Si votre ancien reporting DPEF était surtout un support institutionnel, il faut être lucide : la migration demandera un vrai chantier de méthode. Si, au contraire, vous disposiez déjà d'une gouvernance data solide, la transition sera plus rapide, mais elle ne sera jamais purement cosmétique.
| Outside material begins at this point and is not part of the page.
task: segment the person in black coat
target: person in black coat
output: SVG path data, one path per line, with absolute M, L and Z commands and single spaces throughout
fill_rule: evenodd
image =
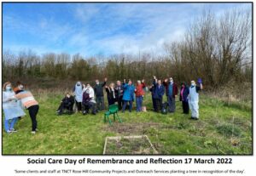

La CSRD n'est pas la DPEF 2.0

La DPEF a préparé beaucoup d'entreprises françaises à parler de durabilité. La CSRD leur demande désormais de le faire dans un cadre commun, plus exigeant, plus traçable et plus proche des standards de reporting financier.
Comparer point par point les deux régimes permet de savoir ce qui peut être conservé et ce qui doit être reconstruit. Cette lucidité évite d'aborder 2026 avec de faux raccourcis hérités de l'ancien dispositif.
Pour accélérer cette migration, CSRDex vous aide à structurer un rapport CSRD conforme aux 12 normes ESRS à partir d'une logique de collecte exploitable, et non d'un simple recyclage de votre ancienne DPEF.

CTA

Passez du cadrage réglementaire à la collecte opérationnelle

Centralisez vos réponses, structurez vos preuves et préparez un rapport exploitable par vos équipes financières, RSE, juridiques et votre organisme certificateur.

FAQ

Questions fréquentes

Une ancienne DPEF suffit-elle comme base pour un rapport CSRD ?

Elle peut servir de point de départ, mais pas de solution prête à l'emploi. Il faut au minimum refaire la double matérialité, cartographier les exigences ESRS, renforcer la preuve et intégrer la chaîne de valeur.

La CSRD supprime-t-elle tous les indicateurs déjà suivis en DPEF ?

Non. Beaucoup d'indicateurs restent utiles, notamment en RH, sécurité, énergie ou climat. Ce qui change, c'est la structure, la justification méthodologique et le lien avec les normes ESRS et la matérialité.

Le plus grand changement entre DPEF et CSRD, c'est quoi ?

Le changement le plus structurant est la combinaison de trois éléments : des standards ESRS communs, une double matérialité formalisée et un niveau d'exécution beaucoup plus élevé en matière de preuve, de chaîne de valeur et de certification.